Migraine is typical of the sort of ill-defined self-limiting condition which takes up much of the time of general practitioners. It involves no risk of mortality but it can cause acute intermittent incapacity to the sufferer, occurring with little warning and at times which may be inconvenient, socially embarrassing and often costly. Perhaps its nature can be best illustrated by a quotation from Through the Looking Glass by Lewis Carroll, himself a migraine sufferer, ‘ I ‘m very brave really’, he went on in a low voice, ‘only today I happen to have a headache’ (Tweedledum).

Migraine is a condition for which there are no signs which can be objectively measured and doctors must rely solely on a subjective description of symptoms by the patient in order to make a diagnosis. The clinical definition of migraine has been a subject of dispute for many centuries and remains so today. The one symptom that is common to every person with migraine is the recurrence of headache. However, recurrent headaches are rarely the only symptoms of migraine attacks. They are often preceded by warning signs or aurae which may vary from patient to patient and from attack to attack. They are usually accompanied by some transient phenomena such as visual, sensory or speech disturbances. They are often, but not always, concluded by a spasm of nausea or vomiting. Nevertheless, it is often difficult to differentiate between migraine and other headaches. There is no clear-cut line whereby a headache can be diagnosed as migrainous or not.

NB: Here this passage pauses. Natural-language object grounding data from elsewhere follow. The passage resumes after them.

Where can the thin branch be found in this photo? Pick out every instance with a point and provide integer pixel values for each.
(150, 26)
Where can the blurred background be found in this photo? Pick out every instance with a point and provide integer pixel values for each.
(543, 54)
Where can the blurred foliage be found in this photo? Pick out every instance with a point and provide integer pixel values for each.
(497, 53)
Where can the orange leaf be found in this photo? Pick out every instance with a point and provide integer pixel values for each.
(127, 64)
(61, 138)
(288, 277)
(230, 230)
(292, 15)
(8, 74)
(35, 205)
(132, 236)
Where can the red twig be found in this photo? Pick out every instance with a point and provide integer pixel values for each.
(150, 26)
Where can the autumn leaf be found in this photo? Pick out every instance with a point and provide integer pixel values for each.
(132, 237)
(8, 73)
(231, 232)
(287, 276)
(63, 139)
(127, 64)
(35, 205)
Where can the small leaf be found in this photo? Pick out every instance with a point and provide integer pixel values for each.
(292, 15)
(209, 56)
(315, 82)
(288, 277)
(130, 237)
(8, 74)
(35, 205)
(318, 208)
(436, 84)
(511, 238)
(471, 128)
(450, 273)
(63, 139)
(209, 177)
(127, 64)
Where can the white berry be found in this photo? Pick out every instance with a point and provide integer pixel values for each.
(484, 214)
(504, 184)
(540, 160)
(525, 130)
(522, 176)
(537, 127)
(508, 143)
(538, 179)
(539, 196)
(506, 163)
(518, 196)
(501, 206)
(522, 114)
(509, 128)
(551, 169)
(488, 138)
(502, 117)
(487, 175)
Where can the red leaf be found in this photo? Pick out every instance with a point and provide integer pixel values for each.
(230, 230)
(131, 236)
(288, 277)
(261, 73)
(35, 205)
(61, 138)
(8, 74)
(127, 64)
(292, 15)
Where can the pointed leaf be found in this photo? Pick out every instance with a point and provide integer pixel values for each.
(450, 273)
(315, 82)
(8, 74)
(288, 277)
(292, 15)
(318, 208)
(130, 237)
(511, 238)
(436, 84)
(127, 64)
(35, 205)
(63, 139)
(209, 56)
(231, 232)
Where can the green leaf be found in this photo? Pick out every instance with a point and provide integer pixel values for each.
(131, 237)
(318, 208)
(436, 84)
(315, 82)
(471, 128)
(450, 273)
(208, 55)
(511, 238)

Migraine may be divided into two main sub-groups. First, classical migraine, where the headache is preceded or accompanied by visual aurae, sensory or speech disturbances and second, non-classical or common migraine which is not associated with this sort of sharply defined focal neurological disturbance. In both these types the headache is unilateral and may be associated with nausea or vomiting. Common migraine is by far the more prevalent of the two. Other symptoms may include feelings of elation or depression without apparent cause during the twenty-four hours preceding the attacks, total loss of appetite and, especially among women prone to premenstrual tension, a tight feeling affecting the skin. Large quantities of urine may be excreted as the attack is waning. Patients may also experience neurological symptoms such as numbness, ‘pins and needles’ or giddiness. Table i shows a list of warning symptoms that may precede an attack.

Other less common types may occur. Among these is the cluster headache which is characterised by intense unilateral pain involving the eye and one side of the head, associated with symptoms of flushing, nasal congestion and watering eyes. These attacks usually recur once or more a day lasting for 20-120 minutes in bouts which commonly continue for weeks or months but are separated by remissions of months or years. The condition is distinguished from other types of migraine by the absence of warning signs and by the presence of unilateral flushing.

Facial migraine is another variant. As its name suggests, its main features are those of unilateral episodic facial pain associated with the symptoms of either migraine or cluster headache. Two rare forms are ophthalmoplegic migraine and hemiplegic migraine. The former is associated with the occurrence of prolonged double vision and the second with the temporary paralysis of one side of the body.

Because migraine is so little understood, it is perhaps not surprising that myths have grown up about the incidence of the condition and the characteristics of sufferers. There are strong beliefs that migraine is a neurotic disorder. A typical migraine sufferer is generally thought to be highly intelligent, highly strung and a perfectionist. It is also commonly believed to be an hysterical female disorder and it is often thought to occur more frequently among men and women whose occupations involve concentrated work using the eyes. None of these beliefs, however, is supported by hard evidence.